A preliminary productivity report released Thursday by the Bureau of Labor Statistics showed U.S. non-farm productivity increased in Q4’08 at a 3.2% annual rate from the 1.5% increase in the previous quarter. It is the largest decline in output since the first quarter of fiscal 1982 (-8.6%). Reports of persisting economic distress continue to further dampen consumer confidence, shrink revenues and push companies to reduce working hours. The Labor Dept. said output for the non-farm business sector declined 5.5% and hours fell 8.4%.
In the manufacturing sector which continues to suffer, productivity in Q4 declined for the third consecutive quarter at a 3.0% annual rate with the decline concentrated in the durable goods sector. Productivity in durables dropped 13.4%, as output fell 26.1% and hours declined 14.7%. These were the largest decreases in output per hour since second quarter of fiscal 1987.

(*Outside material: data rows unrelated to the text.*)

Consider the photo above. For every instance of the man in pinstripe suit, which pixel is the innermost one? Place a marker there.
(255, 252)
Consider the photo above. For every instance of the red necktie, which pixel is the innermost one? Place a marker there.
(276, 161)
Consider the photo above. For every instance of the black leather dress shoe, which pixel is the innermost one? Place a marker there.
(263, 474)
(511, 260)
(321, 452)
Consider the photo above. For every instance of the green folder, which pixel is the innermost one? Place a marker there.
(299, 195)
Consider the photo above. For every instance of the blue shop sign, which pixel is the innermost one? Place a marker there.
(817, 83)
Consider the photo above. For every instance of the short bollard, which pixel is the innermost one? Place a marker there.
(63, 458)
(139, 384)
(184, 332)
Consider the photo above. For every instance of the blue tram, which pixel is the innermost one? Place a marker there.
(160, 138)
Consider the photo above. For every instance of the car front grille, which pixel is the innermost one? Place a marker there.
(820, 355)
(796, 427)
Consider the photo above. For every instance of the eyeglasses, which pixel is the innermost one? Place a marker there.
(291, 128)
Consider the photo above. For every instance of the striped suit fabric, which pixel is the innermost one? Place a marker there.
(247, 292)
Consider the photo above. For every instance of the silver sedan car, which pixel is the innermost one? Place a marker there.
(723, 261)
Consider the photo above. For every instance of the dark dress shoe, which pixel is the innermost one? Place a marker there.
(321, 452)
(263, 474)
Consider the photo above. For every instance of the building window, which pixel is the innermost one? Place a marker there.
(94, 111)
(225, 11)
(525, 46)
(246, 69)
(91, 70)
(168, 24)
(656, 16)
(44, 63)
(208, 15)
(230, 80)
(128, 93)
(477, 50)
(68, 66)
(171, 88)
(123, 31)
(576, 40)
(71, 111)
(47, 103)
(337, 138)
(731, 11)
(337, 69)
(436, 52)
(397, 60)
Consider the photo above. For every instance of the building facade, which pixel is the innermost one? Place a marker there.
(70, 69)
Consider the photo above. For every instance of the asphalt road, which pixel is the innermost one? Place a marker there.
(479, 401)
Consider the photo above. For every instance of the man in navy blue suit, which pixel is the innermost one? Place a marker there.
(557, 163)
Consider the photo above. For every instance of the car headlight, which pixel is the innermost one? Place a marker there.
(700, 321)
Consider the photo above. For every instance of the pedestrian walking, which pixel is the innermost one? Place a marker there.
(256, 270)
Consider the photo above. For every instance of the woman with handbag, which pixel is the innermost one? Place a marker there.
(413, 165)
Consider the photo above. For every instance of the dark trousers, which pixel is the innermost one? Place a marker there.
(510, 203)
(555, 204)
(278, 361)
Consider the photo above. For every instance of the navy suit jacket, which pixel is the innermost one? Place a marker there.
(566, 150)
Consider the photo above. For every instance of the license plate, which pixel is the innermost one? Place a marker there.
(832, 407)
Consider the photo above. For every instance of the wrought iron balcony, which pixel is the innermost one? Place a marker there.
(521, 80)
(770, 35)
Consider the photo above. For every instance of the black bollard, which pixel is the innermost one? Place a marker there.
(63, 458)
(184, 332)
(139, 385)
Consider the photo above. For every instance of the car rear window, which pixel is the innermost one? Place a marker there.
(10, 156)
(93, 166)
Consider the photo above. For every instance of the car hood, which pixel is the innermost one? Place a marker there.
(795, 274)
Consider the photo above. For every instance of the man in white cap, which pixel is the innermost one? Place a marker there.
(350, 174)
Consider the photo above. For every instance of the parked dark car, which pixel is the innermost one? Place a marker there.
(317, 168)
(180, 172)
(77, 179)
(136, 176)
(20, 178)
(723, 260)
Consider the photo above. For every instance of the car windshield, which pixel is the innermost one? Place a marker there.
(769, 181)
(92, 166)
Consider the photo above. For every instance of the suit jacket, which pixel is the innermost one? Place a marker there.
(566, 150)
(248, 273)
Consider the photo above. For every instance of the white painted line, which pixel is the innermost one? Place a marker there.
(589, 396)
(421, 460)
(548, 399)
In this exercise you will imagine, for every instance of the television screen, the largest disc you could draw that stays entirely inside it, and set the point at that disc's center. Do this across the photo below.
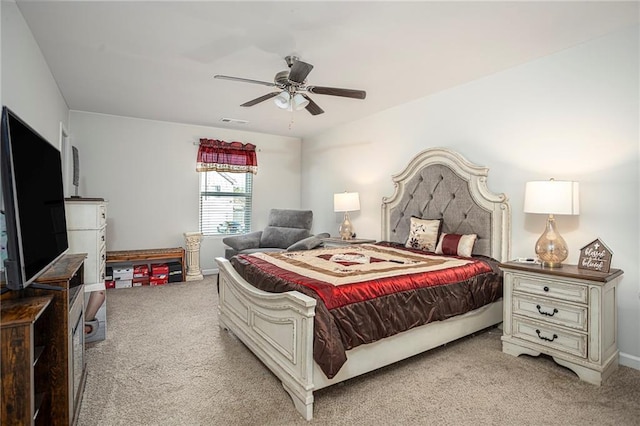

For FY2008, productivity rose 2.8%, the highest since a matching rate set in 2004, the preliminary report showed. Meanwhile, unit labor costs, which relate hourly compensation to output per hour and are considered a gauge of inflation and profit pressures, increased 1.8% in the forth quarter and 0.7 percentage points over the last four quarters.
The number of hours of all persons–employees, proprietors, and unpaid family workers ; fell more, 8.4% (seasonally adjusted annual rates) during the forth quarter, the lowest since the first quarter of fiscal 1975.
Needless to say a very weak Q4 fiscal 2008 productivity report, with a workforce that continues to become less-efficient. It is certainly beyond contention at this point, that the ongoing U.S. financial crisis is severe by any metric.